Ini desa tempat Ramadan Camp-ku waktu SMP dulu, yang menginap di rumah penduduk itu. Tempat aku ada di atas, persis di gang di tengah percabangan jalan itu.” Imbuhnya mengenang masa SMP. Rayla seketika saja tidak percaya desa tempat Dusun Bambu terletak pernah dikunjungi kakaknya dulu
“Terus Dusun Bambu dulunya apa mas?” Tanya Rayla sebelum masuk gerbang. “Ini dulunya masih lahan kosong. Aku pernah main game bareng teman-teman di sini terus waktu itu katanya lahan kosong ini mau jadi wahana permainan.” Christoff nampak sangat pangling dengan kondisi saat ini. Dulu kondisi jalannya masih berlubang, kini sudah diaspal dan Desa Cijanggel akan ramai. Ketika turun dirinya disambut oleh udara segar dan angin sejuk. Kemudian ia memasuki area Dusun Bambu sambil menikmati pemandangan yang juga indah. Tidak hanya Rayla, ternyata bapak dan ibu juga tak kalah senang dengan suasana Dusun Bambu.
Dusun Bambu sendiri sejatinya merupakan kombinasi antara tempat santai, makan sekaligus foto-foto. Malahan cenderung lebih banyak dipakai berfoto-foto dan tak banyak wahana permainan. Orang yang berdatanganpun lebih banyak menjadikan foto-foto sebagai kegiatannya di Dusun Bambu mencakup Rayla sendiri. Dia kini banyak mengarahkan kamera selfie ponsel ke wajahnya dan satu yang paling menarik perhatian ialah deretan bangunan cottage di pinggir telaga. Ia memotret diri dengan mengambil latar belakang itu dan lalu berpindah ke depan pohon natal di pinggir danau. Berikutnya ia meneruskan lagi ke cafe dimana bapak telah lebih dulu mampir serta memesan Tahu Sumedang. Amboi, lezat nian disantap kala udara dingin begini.
Dan tujuan berikutnya adalah restoran Kampung Daun, masih belum jauh dari Dusun Bambu juga. Restoran ini dikenal dengan konsep tradisional ala Sunda yang menawarkan aneka menu khas Sunda pula. Menariknya para pengunjung akan mengonsumsi santapan pesanannya di dalam saung. Kampung Daun pun turut menyajikan keasrian dari pepohonan maupun tanaman yang tumbuh di sekeliling saungnya. Di perjalanan ke saung Rayla banyak memperhatikan wajah pengunjung hari itu yang justru didominasi kalangan warga Tionghoa. Mereka umumnya berbicara Bahasa Indonesia meski ada juga yang berbicara Bahasa Mandarin atau Bahasa Inggris. Pemandangan demikian membuat Rayla ingat akan Stevie. Entah dia berlibur kemana.

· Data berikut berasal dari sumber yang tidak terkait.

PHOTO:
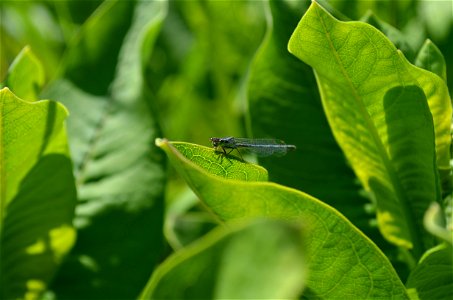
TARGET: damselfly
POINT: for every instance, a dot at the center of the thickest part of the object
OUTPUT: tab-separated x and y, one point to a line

Tetapi baru juga membicarakan Stevie dengan kakaknya, tahu-tahu sosok sahabatnya ini muncul dari arah berlawanan. Ia berjalan ditemani seorang anak laki-laki kecil berusia sekitar tujuh atau delapan tahun serta seorang gadis hampir sebayanya. Rayla diam saja melihat Stevie dari kejauhan dan begitu mendekat barulah ia menyapa.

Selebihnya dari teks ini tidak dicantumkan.